Он пожал плечами: откуда он мог знать. Спросил:

— Много новых-то?

— Кто его знает, — со вздохом ответила женщина. — В последние две недели чуть ли не каждый день аресты…

Из здания вышел на крыльцо высокий эсэсовец и что-то пролаял в толпу. Женщины и подростки по одному стали заходить со своими узелками в дверь.

Никифор благоразумно удалился.

В беспрерывном хождении по улицам прошел еще день. Ноги в галошах ныли от холода, старенький ватник почти не согревал иззябшее тело. На морозе и в беспрерывном движении аппетит разыгрывался чудовищный, поэтому все время мучительно хотелось есть.

Вечером он опять направился на окраину к хозяйке, у которой провел прошлую ночь. Свернув за последний угол, он увидел приветливо светящиеся окна знакомого домика и заспешил к ним, предвкушая удовольствие прижаться руками, щекой, грудью к теплой, пахнувшей мелом печке. Из конца в конец улицы злобно заливались собаки. Никифор не обратил внимание на собачий переполох. Не заметил он в сумерках, как за спиной у него из ворот углового домика вышли трое вооруженных.

— Хальт! — прозвучал повелительный голос. Никифор вздрогнул, но не остановился. Заметался глазами в поисках подходящего укрытия. Домики, заборы, калитки… И хоть бы одна калитка была распахнута, хоть в каком-нибудь заборе был бы пролом!..

Трое вооруженных клацнули затворами. Никифор выхватил из кармана гранату и швырнул ее, выдернув чеку, под ноги тем троим.

Что было после взрыва, Никифор не видел. Он мчался во весь дух по улице, сжимая в руке вторую гранату. Наперерез ему откуда-то выскочили двое, вдали маячили еще какие-то фигуры. Защелкали выстрелы — улица была оцеплена.

Никифор свернул к ближайшему двору и с ходу всем телом ударился в запертую калитку. Сила удара была такова, что калитка сорвалась с петель, а сам Никифор едва удержался на ногах. Плетень позади двора был разобран на топливо, и Никифор без препятствий выбежал в заснеженное поле. Вслед ему тянули смертный посвист пули. К счастью, за огородами вился заросший кустарниками овраг, устьем своим выходящий к Днепру. Никифор кубарем скатился по склону, стремительно вскочил и побежал вниз, к днепровским плавням. Сгустившаяся темнота и нерешительность преследователей еще раз помогли ему уйти от погони.
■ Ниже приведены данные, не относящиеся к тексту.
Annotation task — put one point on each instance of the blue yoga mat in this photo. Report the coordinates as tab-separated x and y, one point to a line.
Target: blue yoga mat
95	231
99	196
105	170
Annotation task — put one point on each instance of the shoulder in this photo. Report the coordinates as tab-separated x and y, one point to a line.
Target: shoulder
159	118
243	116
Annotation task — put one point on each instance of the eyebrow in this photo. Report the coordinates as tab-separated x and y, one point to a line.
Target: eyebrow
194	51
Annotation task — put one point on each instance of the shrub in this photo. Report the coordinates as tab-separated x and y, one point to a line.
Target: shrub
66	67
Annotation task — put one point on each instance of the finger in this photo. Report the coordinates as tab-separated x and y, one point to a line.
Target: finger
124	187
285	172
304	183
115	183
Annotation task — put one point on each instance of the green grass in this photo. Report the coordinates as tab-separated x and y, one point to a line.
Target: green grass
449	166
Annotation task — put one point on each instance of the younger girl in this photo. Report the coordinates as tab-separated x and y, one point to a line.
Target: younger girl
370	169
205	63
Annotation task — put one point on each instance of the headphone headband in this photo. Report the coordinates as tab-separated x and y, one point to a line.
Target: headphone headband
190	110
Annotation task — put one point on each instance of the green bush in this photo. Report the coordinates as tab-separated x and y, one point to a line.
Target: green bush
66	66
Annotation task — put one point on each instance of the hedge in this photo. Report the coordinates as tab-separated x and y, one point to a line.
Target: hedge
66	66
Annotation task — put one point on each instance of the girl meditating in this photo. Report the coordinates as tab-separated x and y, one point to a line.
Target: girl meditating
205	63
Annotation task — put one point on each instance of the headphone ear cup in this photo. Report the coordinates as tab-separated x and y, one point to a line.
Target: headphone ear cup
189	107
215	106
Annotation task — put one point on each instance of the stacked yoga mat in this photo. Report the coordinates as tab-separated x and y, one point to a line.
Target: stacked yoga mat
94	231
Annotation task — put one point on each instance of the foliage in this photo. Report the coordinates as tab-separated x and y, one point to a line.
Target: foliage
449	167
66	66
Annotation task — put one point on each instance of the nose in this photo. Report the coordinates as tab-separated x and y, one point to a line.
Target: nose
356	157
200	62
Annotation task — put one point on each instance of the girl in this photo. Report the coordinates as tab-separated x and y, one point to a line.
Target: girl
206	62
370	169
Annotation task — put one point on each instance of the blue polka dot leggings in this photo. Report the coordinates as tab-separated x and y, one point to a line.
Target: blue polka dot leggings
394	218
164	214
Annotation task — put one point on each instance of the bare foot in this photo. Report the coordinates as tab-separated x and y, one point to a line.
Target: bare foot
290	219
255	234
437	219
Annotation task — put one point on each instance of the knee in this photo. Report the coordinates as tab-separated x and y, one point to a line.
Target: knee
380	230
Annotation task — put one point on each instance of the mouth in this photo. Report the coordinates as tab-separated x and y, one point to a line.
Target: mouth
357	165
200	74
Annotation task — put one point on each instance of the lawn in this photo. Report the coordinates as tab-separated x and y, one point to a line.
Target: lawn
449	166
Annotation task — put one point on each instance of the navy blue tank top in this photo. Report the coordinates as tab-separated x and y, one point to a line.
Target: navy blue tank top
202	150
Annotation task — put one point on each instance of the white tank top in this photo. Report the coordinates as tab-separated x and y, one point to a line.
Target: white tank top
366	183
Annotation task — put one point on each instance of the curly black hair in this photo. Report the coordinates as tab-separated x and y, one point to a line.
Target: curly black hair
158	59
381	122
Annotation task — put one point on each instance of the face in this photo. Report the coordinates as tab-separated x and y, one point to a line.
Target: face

В полночь он случайно наткнулся на одинокий домик лесника, стоявший на сваях, как избушка на курьих ножках.

Сонный, густо поросший черным волосом на лице и груди, хозяин — прямо-таки лесной разбойник — подозрительно оглядел ночного гостя и спросил:

— Из концлагеря утек? Пленный?

Никифор, у которого не шевелились замерзшие губы, кивнул: пусть будет из концлагеря, не все ли равно.

— Слухай, милок, — сказал лесник. — Ко мне вчера полицаи приходили. Наказувалы, чтоб я сообщил, ежели кто из беглых появится. Ежели что, так меня… Сам понимаешь. Не с руки тебя укрывать, вот какая история!

От усталости и голода у Никифора мутилось в голове, подкашивались колени. Он с трудом оторвался от теплой печи, к которой приник, как только вошел в хату, и поплелся к двери, опять в ночь, на мороз.

— Стой. Куда? — удивился лесник. — Ты же пропадешь. Замерзнешь ты! — убежденно сказал он, почесывая волосатую грудь. — Посогрейся у меня часика три, тогда и паняй. Чтоб до свету ушел, а то утром по твоим следам, как пить дать, полицаи заявятся. Ночью не придут. Боятся они ночью. А утром… И я утром пойду заявлять о тебе, а иначе меня вознесут поближе к небу, на самую высокую вербу.

— Спасибо! Хлеба мне бы… — попросил Никифор, поняв, что ему дается отсрочка, возможность хоть немного побыть в тепле, и тут последние силы покинули его — он буквально рухнул на лавку у двери.

— Марья! — крикнул лесник. — Собери повечерять человеку.

На печи кто-то заворошился, оттуда высунулась голова хозяйки.

Через четверть часа, проглотив миску густых, вкусно пахнущих грибами щей, Никифор мгновенно заснул на теплой лежанке. Разбойничьего вида хозяин укрыл гостя своим тулупом…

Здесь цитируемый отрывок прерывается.